Con il tempo Dario, era riuscito a farsi una ragione della morte di quel sindacalista che era caduto nel corso della prima e unica azione terroristica alla quale lui aveva preso parte. Nel corso di numerose riunioni segrete, alle quali aveva successivamente partecipato, si era parlato molto del prezzo di sangue che si sarebbe dovuto pagare sulla via della rivoluzione vittoriosa. Numerose letture avevano poi contribuito a rafforzare le sue convinzioni. Concluse che ormai si trattava di una guerra e senza morti era impossibile da immaginare. D’altronde anche molti dei loro compagni erano caduti sotto il fuoco nemico dei carabinieri e dei poliziotti ed era legittimo rispondere con il fuoco. Il torto era facile da intravedere nello sfruttamento secolare, per non dire millenario, degli operai e dei braccianti, schiavizzati con la schiena piegata sulla terra da coltivare o legati alla catena di montaggio. Mentre i ricchi, i borghesi, i padroni se la spassavano tra belle donne e macchine di lusso, con gli yatch ormeggiati al porto sempre a loro disposizione. Chi lo aveva decretato che lui dovesse appartenere per sempre alla classe degli schiavi? Non aveva forse ragione il povero ad alzare la voce e a ribellarsi? E i ricchi avrebbero ceduto le loro proprietà, il loro potere con le buone maniere, ragionando da buoni fratelli? Col cavolo! Lenin, Mao e Fidel Castro avevano imbracciato le armi ed erano riusciti a riportare l’uguaglianza e la libertà ai diseredati e agli sfruttati di sempre.

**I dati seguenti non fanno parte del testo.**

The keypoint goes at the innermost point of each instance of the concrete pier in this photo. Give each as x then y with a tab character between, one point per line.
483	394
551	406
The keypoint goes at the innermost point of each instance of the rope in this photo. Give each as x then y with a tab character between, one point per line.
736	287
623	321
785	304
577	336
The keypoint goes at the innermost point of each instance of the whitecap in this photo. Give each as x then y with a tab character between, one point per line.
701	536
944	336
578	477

 I libri di storia, dopo la vittoria della rivoluzione, gli avrebbero reso quello che adesso i giornali e le televisioni dei padroni gli stavano togliendo in termini di credibilità e ragione.

 Quando a metà giugno partì per la Sardegna, senza dire niente a nessuno, decise che prima di andare a Nuoro per quei contatti con i combattenti sardi per la libertà e l’indipendenza, si sarebbe recato a trovare i parenti di sua madre e forse perfino da Fabrizio.

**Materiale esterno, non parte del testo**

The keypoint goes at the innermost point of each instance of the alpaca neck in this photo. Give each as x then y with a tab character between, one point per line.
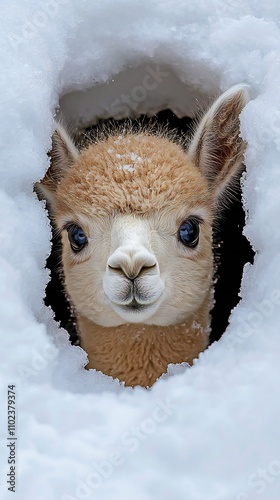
138	354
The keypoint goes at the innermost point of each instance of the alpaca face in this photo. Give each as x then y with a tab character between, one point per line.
135	213
129	257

I parenti di sua madre, a Sassari, lo accolsero davvero con affettuoso calore. In aggiunta al senso di ospitalità, tipico dei Sardi, vi era quel legame di sangue, che li univa, ad amplificare quell’afflato empatico. Angelo, uno dei suoi cugini, che aveva più o meno la sua età, aveva un bel giro di amicizie e anche lì fu accolto con estrema simpatia.

Tuttavia, quando si accorse che una delle sue amiche, con cui aveva più che familiarizzato, si stava troppo affezionando a lui, decise ch’era giunto il momento di staccarsi. Si guardò bene dal comunicare i suoi riferimenti nuoresi e inventò di avere un impegno importante con il suo amico d’infanzia Fabrizio, nelle campagne di Tempio, dove diede appuntamento a tutti quanti, per ritrovarsi e rafforzare i loro vincoli, di qualunque natura essi fossero. All’Agnata ci andò davvero con l’idea di salutare il suo amico Fabrizio e ripartire poi per Nuoro, dove avrebbe preso finalmente i contatti, come da incarico ricevuto.

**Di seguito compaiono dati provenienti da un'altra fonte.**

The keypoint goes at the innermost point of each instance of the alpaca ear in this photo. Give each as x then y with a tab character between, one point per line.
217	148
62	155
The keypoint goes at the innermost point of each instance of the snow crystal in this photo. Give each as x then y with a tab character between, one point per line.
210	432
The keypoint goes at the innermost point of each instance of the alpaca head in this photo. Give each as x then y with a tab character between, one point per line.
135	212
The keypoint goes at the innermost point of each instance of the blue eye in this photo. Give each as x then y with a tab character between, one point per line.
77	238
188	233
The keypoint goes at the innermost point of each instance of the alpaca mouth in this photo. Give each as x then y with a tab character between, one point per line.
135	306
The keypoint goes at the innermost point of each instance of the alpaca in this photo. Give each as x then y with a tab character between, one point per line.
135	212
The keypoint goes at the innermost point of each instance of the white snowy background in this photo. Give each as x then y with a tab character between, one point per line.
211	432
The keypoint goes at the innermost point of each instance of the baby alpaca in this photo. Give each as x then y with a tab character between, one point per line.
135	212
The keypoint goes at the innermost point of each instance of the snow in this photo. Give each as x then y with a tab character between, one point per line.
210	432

Da Tempio non fu semplice trovare un passaggio per l’azienda agricola di Fabrizio ma alla fine, a forza di chiedere, trovò un passaggio su un camion che andava lì per prendere il latte delle mucche e portarlo in città. L’estate era già avanzata nella campagna tempiese. Mentre l’autista guidava attento su quelle tortuose stradine, lui respirava a pieni polmoni quei profumi inebrianti della macchia mediterranea. Si sentiva emozionato dall’idea di ritrovare il suo vecchio amico e di vedere come si fosse sistemato nella terra di sua madre. Certo era strano quel suo compagno d’infanzia. Lo era sempre stato, anche se lui aveva sempre attribuito le stranezze del suo carattere, come una bizzarria dovuta alla sua nascita tra i privilegiati e alle eccessive attenzioni che aveva ricevuto in famiglia, soprattutto dalla mamma, sempre pronta ad accontentare quel suo figlio ribelle e capriccioso. Non gli era mai venuto in mente che invece, quelle originalità, fossero frutto della natura artistica di un animo attento e sensibile alla natura. Un ascolto perenne alla vita e ai suoi dettati. Nell’animo di Dario non c’era posto per simili sentimenti. Lui, ormai, misurava tutto con un metro materiale.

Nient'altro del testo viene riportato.